Very pleasant riverside biking (photo by John)

The only place where the track went through a cutting (photo by John)

The light was very changeable, giving rise to this dramatic shot
(photo by John)

After 10 km, we arrived at the second bridge. Once on the other side, we went through a subway under the road to get to the historic Waikino Railway Station.

The bridge to the Waikino train station (photo by John)

It was 4 pm by now and the station and its café were deserted. A timetable board told us that in the winter time, the train would run on weekends and in the school holidays. Well, it was still the school holidays (just one more day) and tomorrow was Sunday, so we decided that next morning, we would take the train from Waihi to Waikino, before riding the next section of the trail, through the Karangahake Gorge to Paeroa.

The historic train station at Waikino was deserted (photo by John)

On the way back to Waihi – one last photo of the river, which was running quite high (photo by John)

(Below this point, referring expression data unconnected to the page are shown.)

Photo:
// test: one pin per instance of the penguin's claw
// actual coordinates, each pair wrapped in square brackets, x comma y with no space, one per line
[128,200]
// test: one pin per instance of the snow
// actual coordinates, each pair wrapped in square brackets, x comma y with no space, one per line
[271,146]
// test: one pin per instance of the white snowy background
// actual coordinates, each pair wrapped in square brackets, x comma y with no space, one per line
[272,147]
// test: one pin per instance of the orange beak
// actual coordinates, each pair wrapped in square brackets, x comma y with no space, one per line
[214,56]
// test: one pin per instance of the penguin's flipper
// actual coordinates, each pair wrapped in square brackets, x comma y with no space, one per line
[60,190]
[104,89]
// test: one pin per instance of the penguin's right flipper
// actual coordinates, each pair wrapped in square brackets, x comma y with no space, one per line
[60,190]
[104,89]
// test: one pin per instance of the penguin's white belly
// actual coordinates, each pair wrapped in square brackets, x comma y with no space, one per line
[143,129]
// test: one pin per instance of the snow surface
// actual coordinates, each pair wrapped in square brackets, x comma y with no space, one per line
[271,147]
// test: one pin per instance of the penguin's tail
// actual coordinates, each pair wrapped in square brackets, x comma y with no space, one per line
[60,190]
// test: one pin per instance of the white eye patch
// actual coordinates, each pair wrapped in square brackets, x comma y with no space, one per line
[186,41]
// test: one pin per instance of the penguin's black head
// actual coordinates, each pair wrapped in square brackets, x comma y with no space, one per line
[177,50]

In the evening we took a drive into Waihi, towards the far end of town. The lampposts in the median strip looked quite dramatic, all lit up in red. We followed a suggestion from the motel owner and had dinner at the local RSA (Returned Services Association), which was open to non-members. It was an interesting experience. The surroundings were very plain, as was the food, but it was very good value. And at least the sound of the sports TV, which was playing endless highlights from the previous night’s rugby match of the All Blacks vs the Argentinian Pumas, was turned down to an acceptable level.

Dramatic lighting on the median strip in Waihi’s main road (photo by John)

Pavlova and sticky date pudding at the RSA – it couldn’t get more Kiwi than that!